Communal amnesia would expunge all “New Society” crimes. “The Marcos family never expressed any remorse,” Inquirer’s Randy David pointed out.  “They do not seek forgiveness.” They saw the plan  (House Resolution No. 1135)—to sanction the burial of  the dictator’s mummy in Libingan ng mga Bayani—“as a vindication of his innocence.… They want the nation to revise its remembrance of the past.”

This would reverse People Power’s verdict. It would shove, into an Orwellian memory shredder, crimes—from shell foundations in Lichtenstein to bogus war medals, to confiscated 60-piece Roumeliotes jewels. Add 3,257 persons “salvaged,” 737 desaparecidos, plus thousands detained without trial, under the “New Society.”

The Marcoses perfected the art of the blank stare. Asked if he would run in the 2016 presidential elections, Sen. Ferdinand Marcos Jr. played coy. “If the situation is right,” Junior said, dodging queries on the US federal court’s $353-million contempt fines. “Right” is when amnesia spreads from the Ilocos to blanket the whole country?

Many who figured in the Aquino murder are now dead. “Imelda Marcos and Eduardo Cojuangco are alive,” notes San Francisco-based lawyer-journalist Rodel Rodis. “They know  who ordered the hit on Ninoy.” Both  zipper their lips. “Is an antemortem or death-bed statement more compelling?” asks Manuel de la Torre, now a Minnesota resident.

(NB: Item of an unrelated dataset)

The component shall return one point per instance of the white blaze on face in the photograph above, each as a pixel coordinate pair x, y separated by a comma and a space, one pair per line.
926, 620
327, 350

The ranks of the now grey Filipinos lashed by martial law are thinning. “Soon, we too will be gone,” muses the nun in   “The Bridge of San Luis Rey,” the 1928 Pulitzer Prize-winning novel by Thornton Wilder. So was the memory of the five who died when the finest Peruvian bridge collapsed in 1714.

“Even memory is not necessary for love,” she adds. “There is a land of the living and a land of the dead and the bridge is love, the only survival, the only meaning.”